Why Does My Monthly Mortgage Payment Change?

Many people expect their monthly mortgage payment to remain the same throughout the life of a loan; however, there are several reasons why monthly mortgage payments can fluctuate. Adjustable rates and taxes are the two biggest factors affecting mortgage payments.

The Type Of Loan Matters

When a loan involves a fixed interest rate, the mortgage payment will likely remain the same throughout the life of a loan. It is possible to have your payment increase, however, if you have taxes and insurance costs included in your payment.  Both, taxes and insurance costs can go up, therefore making your payment higher.

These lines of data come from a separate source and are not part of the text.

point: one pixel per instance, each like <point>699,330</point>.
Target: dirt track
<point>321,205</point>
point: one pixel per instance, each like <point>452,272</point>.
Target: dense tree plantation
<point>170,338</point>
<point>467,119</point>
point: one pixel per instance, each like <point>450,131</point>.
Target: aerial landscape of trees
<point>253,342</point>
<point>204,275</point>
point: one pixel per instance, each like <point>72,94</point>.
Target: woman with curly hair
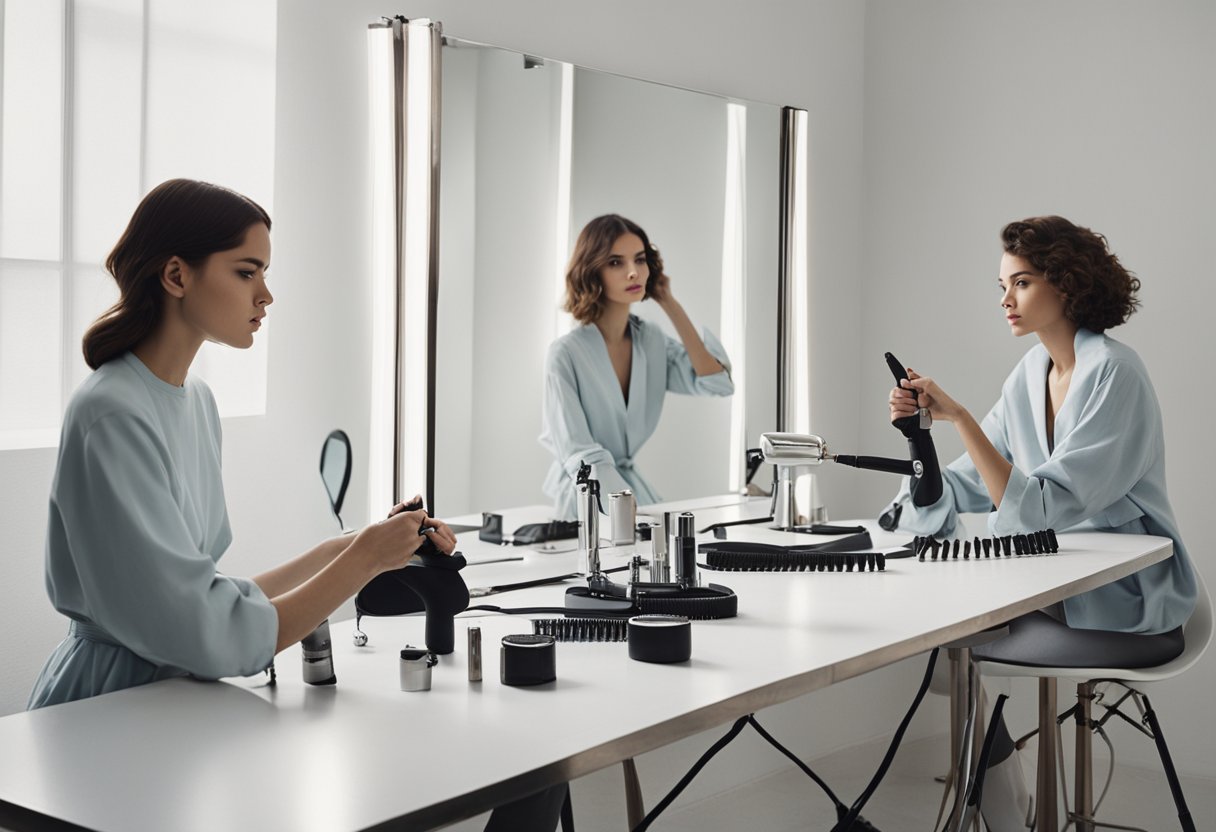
<point>604,382</point>
<point>1075,442</point>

Adjustable rate mortgages are established for changes.  They have established rate change dates, that fluctuate with market conditions. Your payment can increase or decrease. In some cases, homeowners will see their mortgage payments actually decrease.

Additional Factors

There are a few additional factors that will cause monthly mortgage payments to rise.

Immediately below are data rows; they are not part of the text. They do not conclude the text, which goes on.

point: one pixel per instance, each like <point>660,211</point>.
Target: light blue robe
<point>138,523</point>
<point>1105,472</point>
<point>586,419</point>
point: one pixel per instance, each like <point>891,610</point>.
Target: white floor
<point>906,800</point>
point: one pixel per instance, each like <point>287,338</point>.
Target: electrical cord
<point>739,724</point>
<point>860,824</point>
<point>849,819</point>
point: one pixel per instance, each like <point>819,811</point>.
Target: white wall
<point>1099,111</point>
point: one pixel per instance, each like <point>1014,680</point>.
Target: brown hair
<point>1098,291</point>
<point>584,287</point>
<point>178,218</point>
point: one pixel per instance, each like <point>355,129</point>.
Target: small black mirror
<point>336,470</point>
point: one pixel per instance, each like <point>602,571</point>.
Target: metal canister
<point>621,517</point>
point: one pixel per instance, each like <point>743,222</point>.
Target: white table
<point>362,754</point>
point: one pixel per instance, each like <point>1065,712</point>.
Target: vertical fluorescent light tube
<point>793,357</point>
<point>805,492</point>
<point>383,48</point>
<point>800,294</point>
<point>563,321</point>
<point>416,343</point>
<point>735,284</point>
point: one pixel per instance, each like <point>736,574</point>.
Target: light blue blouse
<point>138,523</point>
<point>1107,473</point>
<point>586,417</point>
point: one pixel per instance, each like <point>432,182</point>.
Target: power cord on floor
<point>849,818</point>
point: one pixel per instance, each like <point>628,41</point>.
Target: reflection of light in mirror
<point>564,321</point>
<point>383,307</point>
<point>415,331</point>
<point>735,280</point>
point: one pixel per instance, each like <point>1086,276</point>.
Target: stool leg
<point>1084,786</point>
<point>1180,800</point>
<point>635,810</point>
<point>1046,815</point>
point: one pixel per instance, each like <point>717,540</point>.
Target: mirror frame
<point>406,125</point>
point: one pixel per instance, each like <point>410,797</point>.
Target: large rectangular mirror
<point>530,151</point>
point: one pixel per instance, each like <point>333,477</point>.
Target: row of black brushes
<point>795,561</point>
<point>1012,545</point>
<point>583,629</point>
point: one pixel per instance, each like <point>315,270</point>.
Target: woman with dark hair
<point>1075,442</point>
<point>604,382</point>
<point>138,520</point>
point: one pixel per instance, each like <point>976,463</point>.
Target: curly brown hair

  • Advanced or extra payments – When homeowners prepay mortgage obligations, or overpay, on a regular basis, a monthly statement may reflect a lower amount due. If the prepayment was applied to the principal of a loan, continuing a normal payment schedule can reduce the life of the loan.
  • Skipped or late payments – A mortgage payment may go up temporarily, to reflect late payment fees. This “extra” charge should be clearly spelled out in the statement.
  • Forced insurance - If you have not paid your annual fire insurance, your lender may apply "forced insurance." The insurance rates of these types of policies may be higher than typical policies and will generally increase your monthly payments.